Boating in the Empire State offers a fantastic opportunity to explore its diverse waterways, from the majestic Great Lakes to the scenic Hudson River and picturesque lakes and canals in Upstate New York. However, to ensure the safety and preservation of these precious resources, it is essential to understand and comply with the laws and regulations governing boat operation in New York.
In New York State, the legal age to operate a motorboat is 10 years, provided that individuals aged 10 to 18 either have a boating safety certificate or are accompanied by someone at least 18 years old. All operators of motorized watercraft in New York will need a boating safety certificate, irrespective of age.
Starting at age 14, owners of a boating safety certificate may operate a personalized watercraft (PWC). This includes watercraft such as wave runners and jet skis. Anyone under 14 may not operate a PWC, even with a safety certificate.
As rules may evolve, always verify the most recent guidelines from the New York State Office of Parks, Recreation, and Historic Preservation.
To register your boat in New York State, you need to gather the necessary documents, including proof of ownership, such as a bill of sale or a manufacturer’s statement of origin. You must also submit a completed boat registration/title application form available from the New York Department of Motor Vehicles (DMV).

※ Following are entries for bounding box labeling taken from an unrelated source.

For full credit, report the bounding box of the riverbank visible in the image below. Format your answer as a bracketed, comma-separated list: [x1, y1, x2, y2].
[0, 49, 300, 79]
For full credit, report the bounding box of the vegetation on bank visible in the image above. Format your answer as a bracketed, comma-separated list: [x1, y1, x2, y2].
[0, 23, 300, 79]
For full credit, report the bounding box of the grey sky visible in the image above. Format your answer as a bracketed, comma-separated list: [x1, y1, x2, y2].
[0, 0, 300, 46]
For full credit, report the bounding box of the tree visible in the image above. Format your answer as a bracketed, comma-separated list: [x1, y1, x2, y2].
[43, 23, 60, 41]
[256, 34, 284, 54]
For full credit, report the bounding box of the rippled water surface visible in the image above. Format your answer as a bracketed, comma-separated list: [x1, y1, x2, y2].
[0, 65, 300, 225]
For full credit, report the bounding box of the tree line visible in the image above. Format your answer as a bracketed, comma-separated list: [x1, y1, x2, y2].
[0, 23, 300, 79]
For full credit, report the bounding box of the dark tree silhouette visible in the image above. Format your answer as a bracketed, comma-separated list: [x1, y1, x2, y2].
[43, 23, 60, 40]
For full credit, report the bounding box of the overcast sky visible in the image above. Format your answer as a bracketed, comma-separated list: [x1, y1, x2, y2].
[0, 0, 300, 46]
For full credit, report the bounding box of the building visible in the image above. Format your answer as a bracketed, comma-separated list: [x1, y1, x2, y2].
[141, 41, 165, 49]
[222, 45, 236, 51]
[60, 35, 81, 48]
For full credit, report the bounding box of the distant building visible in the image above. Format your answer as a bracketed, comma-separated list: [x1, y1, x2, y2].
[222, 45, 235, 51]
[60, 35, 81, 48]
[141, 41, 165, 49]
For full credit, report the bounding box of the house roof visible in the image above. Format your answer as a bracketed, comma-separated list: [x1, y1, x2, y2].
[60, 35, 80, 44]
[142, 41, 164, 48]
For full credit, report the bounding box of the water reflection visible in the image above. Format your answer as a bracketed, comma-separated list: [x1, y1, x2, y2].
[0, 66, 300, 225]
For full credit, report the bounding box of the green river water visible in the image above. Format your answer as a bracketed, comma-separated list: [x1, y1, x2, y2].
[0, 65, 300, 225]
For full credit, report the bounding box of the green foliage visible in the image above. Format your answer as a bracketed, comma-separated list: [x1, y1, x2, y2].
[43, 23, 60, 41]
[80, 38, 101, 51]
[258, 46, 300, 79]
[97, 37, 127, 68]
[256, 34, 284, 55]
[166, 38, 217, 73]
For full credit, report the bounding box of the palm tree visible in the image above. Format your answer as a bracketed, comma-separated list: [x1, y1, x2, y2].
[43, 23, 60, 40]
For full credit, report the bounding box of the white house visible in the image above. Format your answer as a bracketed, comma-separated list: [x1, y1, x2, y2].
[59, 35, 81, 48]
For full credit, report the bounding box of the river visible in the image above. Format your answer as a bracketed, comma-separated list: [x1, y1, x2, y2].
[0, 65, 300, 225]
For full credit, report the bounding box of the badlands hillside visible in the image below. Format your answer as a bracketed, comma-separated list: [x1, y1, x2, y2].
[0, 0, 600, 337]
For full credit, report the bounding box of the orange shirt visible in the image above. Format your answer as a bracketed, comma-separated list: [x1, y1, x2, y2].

Once you have these documents, head to your local DMV office. Bring valid identification and payment for the registration fee, which is based on the length of your boat. Upon successful submission and approval of your application, the DMV will issue a registration number and a validation decal, which must be displayed on your boat.
You will also receive a New York State Boat Registration Certificate, which must be on board whenever the boat is in use. This process applies to motorized boats and sailboats that are 14 feet or longer. Non-motorized boats and those shorter than 14 feet do not require registration in New York.
New York State law requires a boating safety certificate for any motorboat operator born on or after May 1, 1996. You can obtain this by taking an eight-hour boating safety course.
As of January 1, 2020, New York also started phasing in Brianna’s Law, which will eventually require all operators of motorized watercraft to hold a Boating Safety Certificate, regardless of their age. This requirement will be fully phased in by 2025.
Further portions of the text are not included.